I can’t describe what I saw the right way. It wasn’t anywhere on the planet Earth. The hole opened into a space like the inside of a stomach. The walls were made of flesh. Organic material like plants with razor teeth jutted out of the ground, which was like some sort of pinkish tongue, designed to eat. The structure of the ceiling looked like the inside of a ribcage. Whatever creature was there might have been swallowing the Earth itself. The air that wafted out was moist and hot and had the strongest odor of animal rot I’d ever smelled. It turned my stomach, and I gagged.
But above all else were the screams. Oh god, the screams. A cacophony of screams came from beings of flesh and blood, some that sounded human, some that might not have been. They sounded like the whole universe was crying out at the abomination I saw through the tear in the wall. They begged for reprieve.
I dropped my gun and fell to my knees. The sights and sounds were enough to drive me mad. Tears blurred my eyes as I took in the sensations. I gasped, choked, and couldn’t catch my breath.
Then the hole started to stitch itself closed, from the floor to the ceiling, like a suture knitting the wound that connected our world to the hellish place in front of me.

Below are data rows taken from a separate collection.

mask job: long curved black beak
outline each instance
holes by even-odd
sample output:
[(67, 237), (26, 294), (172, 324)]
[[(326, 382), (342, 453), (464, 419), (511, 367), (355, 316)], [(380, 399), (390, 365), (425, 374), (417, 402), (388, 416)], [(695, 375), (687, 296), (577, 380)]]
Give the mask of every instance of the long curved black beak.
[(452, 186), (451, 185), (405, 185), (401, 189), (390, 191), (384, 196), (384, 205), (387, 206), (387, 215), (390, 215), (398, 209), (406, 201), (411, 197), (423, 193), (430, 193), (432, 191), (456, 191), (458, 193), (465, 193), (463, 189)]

Soon I was in front of blank drywall, in an abandoned factory in Granville, alone.
That’s when my backup showed.
They said they found me murmuring, but I don’t remember that. I do remember the tears that wouldn’t stop streaming down my face and the inability to tell them what exactly happened, what I saw, and where the suspect had gone. I sat in silence until they brought the Chief out.
He relieved me of duty.

I’ll have to stop talking about it after I put this here. I’ve been trying to convince myself for a month that none of it happened. That I didn’t see, feel, or truly experience all of it. Lying to yourself is an art, I’m finding. Because no matter what I say to convince myself otherwise, I know what I saw. I see it throughout the day and every night when I close my eyes.
I’ll have to pretend because I need my job. I’ll have to keep it to myself, because people don’t like their comfortable reality being fucked with by things they don’t think are possible.
But what I’m telling this piece of paper here, in my therapist’s office, is that I know what lives on the other side of this reality. The things over there have ways to come over here, and all I can do, night and day from this day forward, is pray that the zipper dividing out worlds stays shut.